Zgodnie z Biblią, cechą charakterystyczną czasów ostatecznych będzie pojawienie się ogromnej ilości fałszywych nauczycieli i proroków. Skąd to wiemy? Pan Jezus mówił, że tak właśnie będzie! Powstaje więc pytanie, w jaki sposób mamy konfrontować fałszywych nauczycieli i ich nauki. Publicznie, tak jak i oni głoszą swoje poglądy, czy może prywatnie?
Moja
książka Faith Undone wywołała sporo kontrowersji. Przygotowując
się do jej napisania przeczytałem ponad 60 książek napisanych przez ludzi
utożsamiających się z Nowopowstającym Kościołem oraz Ruchem Świadomego Celu.

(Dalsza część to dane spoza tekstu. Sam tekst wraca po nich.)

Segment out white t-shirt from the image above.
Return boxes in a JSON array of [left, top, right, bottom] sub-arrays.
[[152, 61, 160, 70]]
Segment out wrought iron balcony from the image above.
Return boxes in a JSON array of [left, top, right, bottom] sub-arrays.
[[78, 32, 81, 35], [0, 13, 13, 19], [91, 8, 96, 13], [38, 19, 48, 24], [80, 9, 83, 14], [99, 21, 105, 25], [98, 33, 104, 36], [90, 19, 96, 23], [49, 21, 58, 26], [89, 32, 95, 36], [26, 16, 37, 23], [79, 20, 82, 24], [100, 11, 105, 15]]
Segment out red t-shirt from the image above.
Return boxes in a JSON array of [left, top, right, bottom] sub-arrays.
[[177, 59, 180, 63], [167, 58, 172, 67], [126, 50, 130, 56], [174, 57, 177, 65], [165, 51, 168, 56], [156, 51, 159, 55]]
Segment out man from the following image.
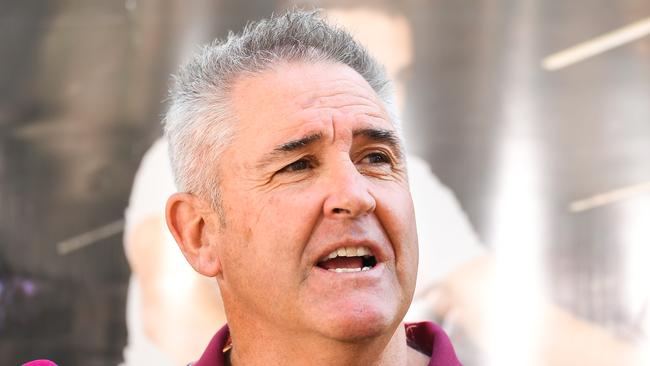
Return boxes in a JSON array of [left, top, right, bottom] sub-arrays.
[[162, 10, 460, 366], [121, 6, 484, 365]]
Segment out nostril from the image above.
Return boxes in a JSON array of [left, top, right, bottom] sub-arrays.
[[332, 207, 350, 214]]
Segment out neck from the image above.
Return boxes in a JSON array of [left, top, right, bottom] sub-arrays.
[[227, 321, 416, 366]]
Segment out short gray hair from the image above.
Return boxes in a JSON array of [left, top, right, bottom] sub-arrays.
[[164, 9, 399, 209]]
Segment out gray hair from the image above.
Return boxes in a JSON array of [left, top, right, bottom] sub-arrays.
[[164, 9, 399, 210]]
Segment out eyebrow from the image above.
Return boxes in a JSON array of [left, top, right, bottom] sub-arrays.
[[255, 132, 323, 169], [256, 127, 403, 169], [277, 132, 323, 152], [353, 128, 404, 159]]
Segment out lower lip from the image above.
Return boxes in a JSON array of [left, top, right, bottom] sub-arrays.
[[312, 262, 385, 280]]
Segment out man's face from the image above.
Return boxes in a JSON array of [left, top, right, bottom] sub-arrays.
[[206, 61, 418, 341]]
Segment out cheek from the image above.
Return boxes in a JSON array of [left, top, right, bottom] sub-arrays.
[[376, 182, 416, 230], [377, 186, 418, 265], [400, 192, 418, 256], [222, 189, 321, 269], [256, 186, 323, 231]]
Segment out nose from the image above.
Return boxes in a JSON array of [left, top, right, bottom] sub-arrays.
[[322, 159, 376, 219]]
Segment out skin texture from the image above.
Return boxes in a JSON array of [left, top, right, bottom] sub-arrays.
[[166, 61, 425, 366]]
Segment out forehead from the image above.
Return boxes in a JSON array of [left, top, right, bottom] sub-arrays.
[[228, 61, 394, 142]]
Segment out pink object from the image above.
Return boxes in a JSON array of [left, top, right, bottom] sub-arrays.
[[192, 321, 461, 366], [22, 360, 58, 366]]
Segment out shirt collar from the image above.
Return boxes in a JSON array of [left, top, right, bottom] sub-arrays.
[[191, 321, 461, 366]]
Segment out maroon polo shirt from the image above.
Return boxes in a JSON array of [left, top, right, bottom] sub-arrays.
[[190, 321, 462, 365]]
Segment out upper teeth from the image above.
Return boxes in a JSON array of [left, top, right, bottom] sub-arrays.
[[325, 246, 372, 260]]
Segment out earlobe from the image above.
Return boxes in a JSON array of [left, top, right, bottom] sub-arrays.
[[165, 193, 222, 277]]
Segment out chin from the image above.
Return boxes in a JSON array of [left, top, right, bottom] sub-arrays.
[[313, 301, 405, 342]]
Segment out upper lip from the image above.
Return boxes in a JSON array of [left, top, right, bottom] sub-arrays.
[[311, 238, 388, 266]]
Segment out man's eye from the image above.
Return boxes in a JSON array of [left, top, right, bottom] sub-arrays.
[[279, 159, 312, 173], [361, 152, 391, 165]]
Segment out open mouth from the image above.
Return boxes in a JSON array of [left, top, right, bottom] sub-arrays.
[[316, 246, 378, 273]]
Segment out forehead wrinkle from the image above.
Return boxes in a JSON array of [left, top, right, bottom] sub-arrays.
[[297, 90, 393, 132], [299, 89, 384, 112]]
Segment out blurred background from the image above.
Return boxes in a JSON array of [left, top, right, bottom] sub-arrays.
[[1, 0, 649, 365]]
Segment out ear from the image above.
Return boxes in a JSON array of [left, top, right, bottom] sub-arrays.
[[165, 192, 222, 277]]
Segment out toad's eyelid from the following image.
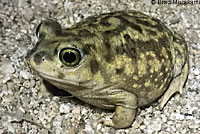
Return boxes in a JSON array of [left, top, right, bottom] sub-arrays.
[[77, 48, 84, 58], [36, 22, 42, 39], [36, 32, 40, 39]]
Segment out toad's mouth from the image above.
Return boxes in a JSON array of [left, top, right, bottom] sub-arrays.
[[33, 69, 95, 90], [38, 72, 81, 86], [28, 59, 88, 86]]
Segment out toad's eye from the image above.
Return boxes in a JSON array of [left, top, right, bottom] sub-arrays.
[[59, 48, 81, 66]]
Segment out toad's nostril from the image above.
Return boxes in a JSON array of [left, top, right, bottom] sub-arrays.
[[42, 57, 45, 61], [33, 51, 47, 65]]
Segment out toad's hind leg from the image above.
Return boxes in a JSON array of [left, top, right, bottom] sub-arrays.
[[99, 92, 137, 128], [159, 61, 189, 110]]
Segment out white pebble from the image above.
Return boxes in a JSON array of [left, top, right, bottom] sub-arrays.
[[64, 2, 74, 10], [181, 12, 189, 23], [0, 61, 15, 75], [81, 108, 87, 115], [84, 124, 94, 133], [1, 74, 13, 83], [53, 115, 63, 127], [19, 107, 25, 113], [96, 123, 102, 130], [146, 119, 162, 133], [59, 104, 70, 113], [31, 88, 38, 93], [186, 115, 194, 120], [175, 113, 185, 121], [20, 70, 31, 79], [193, 68, 200, 75]]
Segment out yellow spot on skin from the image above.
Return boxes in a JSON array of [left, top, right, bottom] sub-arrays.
[[145, 80, 150, 87], [155, 66, 159, 72], [164, 78, 168, 83], [140, 53, 145, 58], [137, 53, 147, 77], [93, 71, 105, 84], [160, 72, 163, 76], [150, 68, 154, 73], [114, 55, 134, 75], [147, 51, 156, 57], [165, 68, 169, 72], [162, 47, 168, 59], [138, 84, 142, 88], [133, 84, 138, 88], [161, 59, 165, 63], [125, 62, 134, 75], [114, 55, 133, 73], [159, 84, 164, 91], [150, 51, 156, 57], [155, 78, 158, 82], [133, 75, 138, 80], [148, 58, 162, 73]]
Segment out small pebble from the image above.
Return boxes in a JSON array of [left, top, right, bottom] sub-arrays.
[[0, 61, 15, 75], [181, 12, 190, 23], [170, 17, 180, 24], [59, 104, 70, 114], [20, 70, 31, 79], [193, 68, 200, 75]]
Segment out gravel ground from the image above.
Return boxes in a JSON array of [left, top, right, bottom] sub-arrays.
[[0, 0, 200, 134]]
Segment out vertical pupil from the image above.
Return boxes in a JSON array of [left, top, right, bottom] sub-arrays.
[[63, 51, 76, 63]]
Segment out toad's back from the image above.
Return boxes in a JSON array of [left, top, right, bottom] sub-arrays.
[[65, 11, 187, 106]]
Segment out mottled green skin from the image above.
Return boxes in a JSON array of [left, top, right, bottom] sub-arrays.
[[28, 10, 189, 128]]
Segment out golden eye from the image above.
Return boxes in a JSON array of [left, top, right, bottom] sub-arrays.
[[59, 48, 81, 66]]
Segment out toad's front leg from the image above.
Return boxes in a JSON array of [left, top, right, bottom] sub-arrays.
[[100, 93, 137, 128]]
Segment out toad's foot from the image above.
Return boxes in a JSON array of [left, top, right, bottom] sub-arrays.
[[159, 61, 189, 110], [99, 105, 137, 128]]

Nie została więc ona zredagowana w pośpiechu, ale dokładnie zbadałem cały
materiał, który pozwolił mi dojść do jednej konkluzji: biblijne chrześcijaństwo
jest atakowane. Wielu autorów tych
książek, jest jednocześnie pasterzami stojącym na czele swoich stad.
Krytycy mojej książki
przeważnie mają kilka cech wspólnych. Po pierwsze, nie interesuje ich
zapoznanie się z moim opracowaniem tak, aby sami mogli sprawdzić podane przeze
mnie wiadomości i ostrzeżenia w odniesieniu do Nowopowstającego Kościoła.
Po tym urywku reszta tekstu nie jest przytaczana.